News & Notes from the OpenDNS team

OpenDNS Privacy Policy updated

by David Ulevitch on Jul 23rd, 2007

We’re announcing a big update to our accounts system today. The name is changing from My Account to Dashboard to better reflect the services we are providing. A large part of this update includes providing you detailed insights, statistics and charts about the DNS traffic on your network. These insights come from data we log on our clusters of DNS servers.

It’s important to let you know that we don’t share your personal data. We don’t sell it. We don’t trade it. We don’t do anything with it that isn’t in your best interests.

How do we know what’s in your best interests? We don’t…so we give you control over any DNS data we collect. You can tell us to keep it (for the detailed insights and charts) or you can tell us to purge it. You can even tell us not to store it at all. We know that for most of you, keeping logs about your DNS traffic (which, again, we won’t ever sell) provides you a greater experience and quality of service. In fact, like everything else we do, this feature was driven by your feature requests and desires to see more about what’s going on with your network.

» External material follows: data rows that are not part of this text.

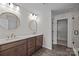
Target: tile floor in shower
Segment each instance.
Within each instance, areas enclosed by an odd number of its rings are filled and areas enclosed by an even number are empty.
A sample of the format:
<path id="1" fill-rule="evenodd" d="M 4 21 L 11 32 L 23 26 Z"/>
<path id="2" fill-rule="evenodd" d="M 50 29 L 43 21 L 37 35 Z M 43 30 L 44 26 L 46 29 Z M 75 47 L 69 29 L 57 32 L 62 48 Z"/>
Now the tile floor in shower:
<path id="1" fill-rule="evenodd" d="M 41 48 L 32 56 L 74 56 L 74 52 L 71 48 L 62 45 L 54 45 L 52 50 Z"/>

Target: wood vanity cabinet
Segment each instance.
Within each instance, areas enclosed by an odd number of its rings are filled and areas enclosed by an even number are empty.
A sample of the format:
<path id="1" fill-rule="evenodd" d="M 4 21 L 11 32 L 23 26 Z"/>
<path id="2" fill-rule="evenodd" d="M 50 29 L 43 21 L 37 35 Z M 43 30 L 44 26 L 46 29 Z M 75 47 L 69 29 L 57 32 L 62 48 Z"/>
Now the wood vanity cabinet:
<path id="1" fill-rule="evenodd" d="M 36 37 L 28 38 L 28 56 L 32 55 L 35 52 L 35 40 Z"/>
<path id="2" fill-rule="evenodd" d="M 7 43 L 0 46 L 1 56 L 26 56 L 27 55 L 27 40 Z"/>
<path id="3" fill-rule="evenodd" d="M 30 56 L 42 47 L 43 35 L 0 45 L 0 56 Z"/>
<path id="4" fill-rule="evenodd" d="M 43 35 L 39 35 L 36 37 L 36 47 L 35 50 L 39 50 L 40 48 L 42 48 L 43 45 Z"/>

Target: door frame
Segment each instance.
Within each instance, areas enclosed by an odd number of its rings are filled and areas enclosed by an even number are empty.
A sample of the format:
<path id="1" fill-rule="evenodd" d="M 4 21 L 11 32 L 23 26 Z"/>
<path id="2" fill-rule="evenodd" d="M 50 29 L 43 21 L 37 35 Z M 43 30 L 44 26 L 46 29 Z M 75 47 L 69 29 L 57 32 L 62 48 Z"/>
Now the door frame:
<path id="1" fill-rule="evenodd" d="M 63 19 L 59 19 L 57 20 L 57 44 L 58 44 L 58 21 L 60 20 L 66 20 L 67 21 L 67 39 L 66 39 L 66 47 L 68 46 L 68 19 L 67 18 L 63 18 Z"/>

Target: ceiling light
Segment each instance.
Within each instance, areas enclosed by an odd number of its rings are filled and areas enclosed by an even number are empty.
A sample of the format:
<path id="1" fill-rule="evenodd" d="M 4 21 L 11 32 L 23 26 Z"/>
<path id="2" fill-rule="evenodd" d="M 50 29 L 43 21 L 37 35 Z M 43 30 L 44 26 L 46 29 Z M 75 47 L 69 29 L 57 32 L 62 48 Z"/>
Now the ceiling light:
<path id="1" fill-rule="evenodd" d="M 12 3 L 9 3 L 9 6 L 10 6 L 10 8 L 13 8 L 13 4 Z"/>

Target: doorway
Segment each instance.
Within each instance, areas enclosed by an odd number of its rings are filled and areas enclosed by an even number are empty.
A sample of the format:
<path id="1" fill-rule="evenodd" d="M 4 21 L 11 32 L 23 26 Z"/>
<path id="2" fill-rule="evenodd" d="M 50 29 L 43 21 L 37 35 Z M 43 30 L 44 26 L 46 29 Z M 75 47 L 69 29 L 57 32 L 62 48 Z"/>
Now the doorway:
<path id="1" fill-rule="evenodd" d="M 57 20 L 57 44 L 67 46 L 68 20 Z"/>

To underline these choices, we’ve made significant changes to our privacy policy to better explain our data policies and your data choices. I encourage you to read the privacy policy for yourself. The changes create a clear more straightforward policy that is more protective of your data as it relates to your use of our free service.

Among other changes, we’re providing more clarity about how long your DNS data is stored. Without an account, data is kept for 2 business days. (An account is optional.) With a free OpenDNS account, your data is kept indefinitely, unless you choose to delete data and have us stop recording your data. You can set your stats collection preference in the new Dashboard. If you delete your account, your DNS data is removed.

The policy was reorganized to put information about DNS first, since that’s our core business and the focus of many questions. We also updated some other sections to be more explicit wherever possible. Finally, in a small note, we clarified that the Creative Commons license applies to the privacy policy, not the site as a whole. This is the same change we made to the Terms of Use.

Thanks for making OpenDNS the largest, fastest-growing DNS service in the world.

6 Responses

  1. Daniel Aleksandersen

    Finally! The new policy is much clearer than the old policy.

    However I could not figure out how to do this:

    For customers with an account, such data may be stored for as long as the account is open (although, customers with an account may also choose to have DNS data purged automatically, at any time, from within their account).

    I presume it should be somewhere in the new Dashboard interface?

  2. David Ulevitch

    Daniel,

    It’s in the “Manage Stats and Logs” tab of the Settings page. Pretty easy, no?

  3. David Mackey

    Kudos on the new changes! Looking forward to examining them more.

  4. OpenDNS Blog » Visualize your DNS with the OpenDNS Dashboard

    […] about any privacy implications related to this new launch, I’d encourage you to read our post. Learn how we’re now storing less data about our users than ever before and giving you full […]

  5. Weblog of Benjamin N. Hare

    OpenDNS for Privacy Purposes…

    Thanks to a thread over at the Avast! Forum I have began using OpenDNS.  This is a free DNS service that I have so far found to be extremely reliable and fast.  DNS traffic can easily be audited by ISPs in order to learn about the surfin…

  6. Alan

    I want to know what websites are being visited by the computers in my home. Is there a way to pull up a list of websites that have been visited?